All at Classic American were saddened by the news of the recent and sudden death of Steve Miles. He was 69. Steve was perhaps best known to Classic American readers as the author of the ‘Over Here’ series of books, featuring his huge collection of photographs chronicling the American car in Sixties Britain. More recently, his ‘Rear Window’ features took a fresh look at the American car during the heyday of the American automobile industry, the last of which appears in this month’s edition on page 72. Illustrated with original manufacturers’ advertising material or product literature, they gave his insight and knowledge of these cars a new slant.
Steve grew up in Oxford, which is where his lifelong love of American cars began. He was educated at the City of Oxford High School and as a teenager, would spend much of his spare time in and around Oxford on his bicycle, seeking out American cars to photograph. Occasionally, he would catch the bus or train up to London, in order to try and get photographs of American cars that would either be parked in the street around locations like the American Embassy, or in or around American Car dealers like Lendrum & Hartman or Simpson’s of Wembley. Steve initially used a 120 medium format roll-film camera and then graduated to a 35 mm SLR, which he took everywhere with him.

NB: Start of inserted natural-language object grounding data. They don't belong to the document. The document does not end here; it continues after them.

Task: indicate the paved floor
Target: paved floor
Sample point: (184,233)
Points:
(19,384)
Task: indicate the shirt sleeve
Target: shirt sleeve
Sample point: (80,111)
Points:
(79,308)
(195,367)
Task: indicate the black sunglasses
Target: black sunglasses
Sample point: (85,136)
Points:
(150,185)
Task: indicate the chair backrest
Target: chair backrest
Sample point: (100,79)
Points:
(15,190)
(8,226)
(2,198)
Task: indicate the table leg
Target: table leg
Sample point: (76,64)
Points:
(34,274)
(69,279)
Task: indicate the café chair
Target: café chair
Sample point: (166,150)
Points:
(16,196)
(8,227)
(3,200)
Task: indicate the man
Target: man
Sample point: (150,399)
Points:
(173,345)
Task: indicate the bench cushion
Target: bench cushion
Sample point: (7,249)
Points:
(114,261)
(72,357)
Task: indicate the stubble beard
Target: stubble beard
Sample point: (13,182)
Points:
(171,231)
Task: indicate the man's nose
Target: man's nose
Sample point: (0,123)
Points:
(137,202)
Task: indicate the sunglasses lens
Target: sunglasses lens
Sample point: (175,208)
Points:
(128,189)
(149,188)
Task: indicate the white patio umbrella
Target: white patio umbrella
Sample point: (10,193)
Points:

By the early Seventies, Steve had amassed a collection of over 10,000 photographs, featuring examples of virtually every American car brand, as well as different models and their sedan, convertible, hardtop or station wagon derivatives. His pictures were never of the tidiest, or the cleanest, but depicted the American car in all its useable glory during the Sixties. Steve left school in 1965 and went to work as a research chemist in the pharmaceutical industry. He attended college at Turnford in Hertfordshire and later Hatfield Polytechnic, in order to gain further qualifications in chemistry.

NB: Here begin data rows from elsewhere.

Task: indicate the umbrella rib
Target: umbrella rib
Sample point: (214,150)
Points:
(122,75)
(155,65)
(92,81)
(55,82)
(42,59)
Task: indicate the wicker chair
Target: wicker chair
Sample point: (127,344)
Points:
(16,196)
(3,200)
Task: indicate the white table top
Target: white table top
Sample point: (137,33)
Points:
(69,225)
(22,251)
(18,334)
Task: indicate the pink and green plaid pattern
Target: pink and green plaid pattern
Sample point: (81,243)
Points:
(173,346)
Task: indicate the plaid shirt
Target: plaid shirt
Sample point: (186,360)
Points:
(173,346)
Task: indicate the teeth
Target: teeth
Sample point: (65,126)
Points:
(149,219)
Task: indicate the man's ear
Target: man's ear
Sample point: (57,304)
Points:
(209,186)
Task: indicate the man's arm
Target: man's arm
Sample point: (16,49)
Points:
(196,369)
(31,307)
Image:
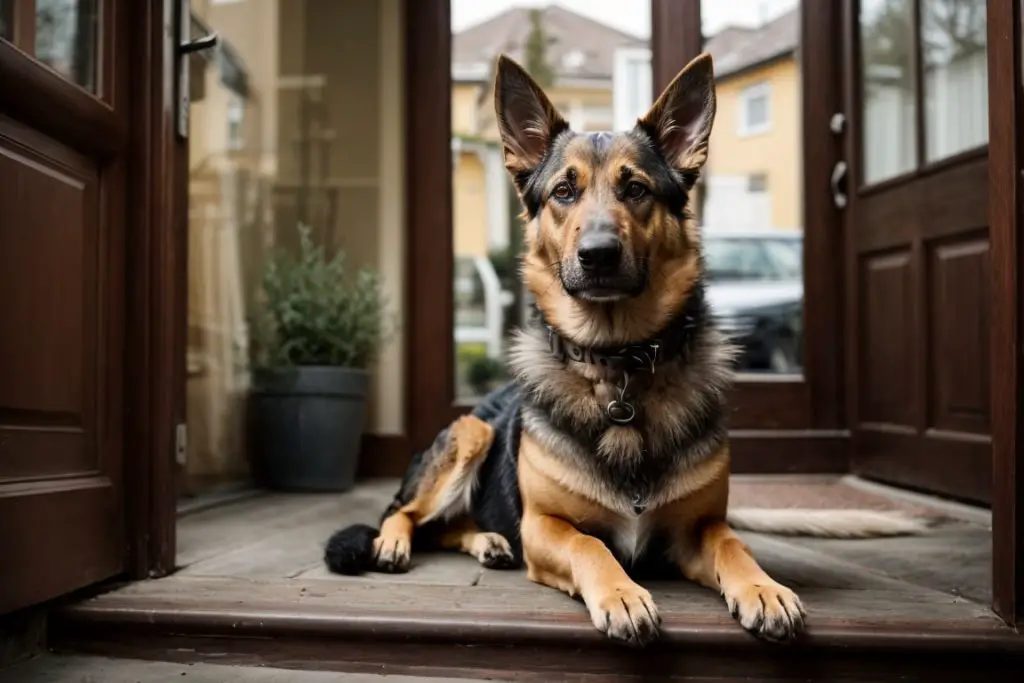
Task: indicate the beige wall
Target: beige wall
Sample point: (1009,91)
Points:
(355,49)
(776,153)
(469,208)
(464,109)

In 1973, he moved to Thrapston, Northamptonshire, where he worked for C M Frost Auto Parts, the first independent importers of American vehicle parts. From then on, Steve owned American cars as his ‘daily drivers’, living the dream initially with a 1964 Chrysler Newport and graduating to a 1966 Lincoln Continental Convertible. In 1978, he went to work for John Woolfe Racing in Bedford, where he would stay for the next ten years as sales consultant and buyer.

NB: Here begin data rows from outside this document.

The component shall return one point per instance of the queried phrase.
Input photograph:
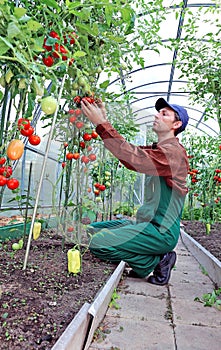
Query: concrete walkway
(163, 318)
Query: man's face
(165, 121)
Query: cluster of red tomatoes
(5, 175)
(99, 188)
(27, 130)
(84, 145)
(193, 173)
(54, 50)
(14, 151)
(78, 99)
(217, 176)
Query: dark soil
(37, 304)
(211, 242)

He also spent six months at their Frankfurt depot in Germany before leaving to set up his own business as a photographer in Rushden, Northamptonshire. During this period, American vehicles still played their role as his daily mode of transport, including a 1955 Cadillac Fleetwood, a 1993 Oldsmobile Cutlass Ciera, 1992 Pontiac Grand Prix, a late Seventies Thunderbird and a Lincoln Town Car. Latterly, he acquired a 1953 Packard Patrician and another of his beloved Chryslers, a ’65 Newport.
The recession that caused the demise of many small businesses in 1991, resulted in Steve’s photographic business closing. Seemingly unperturbed, he then went to live on a canal narrowboat, while operating the boat as a passenger-trip vessel on the Grand Union Canal. His love and knowledge of the Inland Waterways system in England inspired him to write a series of historic novels based on canal-life under the name of Geoffrey Lewis. His pseudonym also created a set of crime novels featuring the mythical detective D.I. David Russell.
Steve was well-known and respected in the canal community as well as the photographic world, where he was a popular speaker at camera clubs and as a judge at photographic exhibitions. Steve Miles displayed a consistently positive outlook on life, despite the ups and downs he had experienced. His engaging personality and enthusiasm with which he greeted his friends at American car shows, especially, will be missed.